En 1920, la création du Service des œuvres françaises à l’étranger (SOFE) sert aussi cet objectif, mais il faudra attendre les indépendances africaines pour que soient vraiment créées les premières institutions de la Francophonie.

Contrairement au mythe destiné à les légitimer, la mise en place d’institutions de promotion de la francophonie ne naît pas d’une initiative africaine. Corollaire de la colonisation, elle mûrit dans l’esprit d’officiels français, du général de Gaulle en particulier. « Maintenant que nous avons décolonisé, notre rang dans le monde repose sur notre force de rayonnement, c’est-à-dire avant tout sur notre puissance culturelle. La francophonie prendra un jour le relais de la colonisation ; mais les choses ne sont pas encore mûres », explique le Général à Alain Peyrefitte le 11 septembre 1966. [7]

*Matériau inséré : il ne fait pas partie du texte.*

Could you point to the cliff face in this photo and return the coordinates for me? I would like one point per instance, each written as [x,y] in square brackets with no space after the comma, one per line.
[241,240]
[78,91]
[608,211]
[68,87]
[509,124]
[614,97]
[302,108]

« Opération francophonie »

Obnubilé par le rôle que la France doit jouer dans un monde marqué par la réalité des deux grands blocs de l’Ouest et de l’Est, de Gaulle mesure l’enjeu que les pays francophones représentent pour la France. Dans les années 1960, un débat est lancé sur le concept de « francophonie » [8]. S’agit-il d’un simple patrimoine linguistique commun ? Faut-il rassembler les pays qui utilisent le français dans une organisation commune ? D’abord réticent à l’idée d’institutionnaliser la francophonie, le Général a conscience du potentiel de puissance que la langue peut offrir à la France. C’est ce qu’illustre l’intérêt qu’il porte au Québec, bastion francophone au cœur de l’Amérique.

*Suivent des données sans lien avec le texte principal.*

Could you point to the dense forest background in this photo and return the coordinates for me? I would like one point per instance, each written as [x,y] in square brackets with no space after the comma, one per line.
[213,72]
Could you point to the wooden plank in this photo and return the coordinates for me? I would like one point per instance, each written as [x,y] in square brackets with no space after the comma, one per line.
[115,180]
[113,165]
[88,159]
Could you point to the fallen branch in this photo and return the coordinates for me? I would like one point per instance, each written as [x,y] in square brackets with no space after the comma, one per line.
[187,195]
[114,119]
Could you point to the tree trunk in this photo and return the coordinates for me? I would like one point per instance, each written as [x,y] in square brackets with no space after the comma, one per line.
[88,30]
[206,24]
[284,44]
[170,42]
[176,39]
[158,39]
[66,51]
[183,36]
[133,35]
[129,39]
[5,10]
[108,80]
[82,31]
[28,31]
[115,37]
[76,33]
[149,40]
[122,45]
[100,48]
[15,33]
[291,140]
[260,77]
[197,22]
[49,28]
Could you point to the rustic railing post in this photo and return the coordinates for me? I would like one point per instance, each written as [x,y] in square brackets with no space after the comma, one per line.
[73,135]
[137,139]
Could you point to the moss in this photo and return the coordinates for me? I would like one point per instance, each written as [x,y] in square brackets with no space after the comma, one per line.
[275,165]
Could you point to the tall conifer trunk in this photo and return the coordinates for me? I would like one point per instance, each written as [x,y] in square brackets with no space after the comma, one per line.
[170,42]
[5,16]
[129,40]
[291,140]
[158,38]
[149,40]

Mais, alors qu’il se montre volubile sur la position de la France concernant les francophones du Canada, le Général reste évasif lorsqu’il s’agit des territoires de l’empire colonial français. « La francophonie est une grande idée » selon lui, mais « il ne faut pas que nous soyons demandeurs », précise-t-il en conseil des ministres le 7 mai 1963. Dans son entourage, on s’active donc pour inciter les « amis » africains à prendre l’initiative. « Je suis très favorable à la francophonie, indique le Premier ministre Georges Pompidou à Alain Peyrefitte le 31 août 1967. Je dirais même plus que le Général, qui a peur de provoquer une réaction hostile de la part des pays colonisés. Il répète : “Donner et retenir ne vaut. Il ne faut pas avoir l’air de les recoloniser.” Je n’ai pas ces scrupules. »

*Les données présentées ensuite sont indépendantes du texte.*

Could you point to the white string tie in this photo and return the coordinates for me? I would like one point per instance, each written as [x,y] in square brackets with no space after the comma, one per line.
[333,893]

Pompidou lance donc une véritable « opération francophonie » : Matignon se dote d’un « Haut Comité pour la défense et l’expansion de la langue française », dès 1966, et mobilise Léopold Sédar Senghor, ami de jeunesse de Pompidou et grand partisan de la francophonie. C’est en tout cas ce que raconte le diplomate Bernard Dorin, chef du service des Affaires francophones du ministère des Affaires étrangères (1975-1978) et président de l’association Avenir de la langue française (1998-2003), qui précise : « J’ai assez bien connu le président Senghor lorsqu’il était président de la République du Sénégal, car il constituait alors l’une des pièces maîtresses de “l’opération francophonie” lancée parallèlement à tout circuit officiel par quelques jeunes fonctionnaires dont Philippe Rossillon et moi-même. Les deux autres membres du “Triumvirat” étaient […] le président Diori Hamani du Niger et le Président Bourguiba de Tunisie. [9] » Le président Norodom Sihanouk du Cambodge apporte une caution asiatique à l’entreprise.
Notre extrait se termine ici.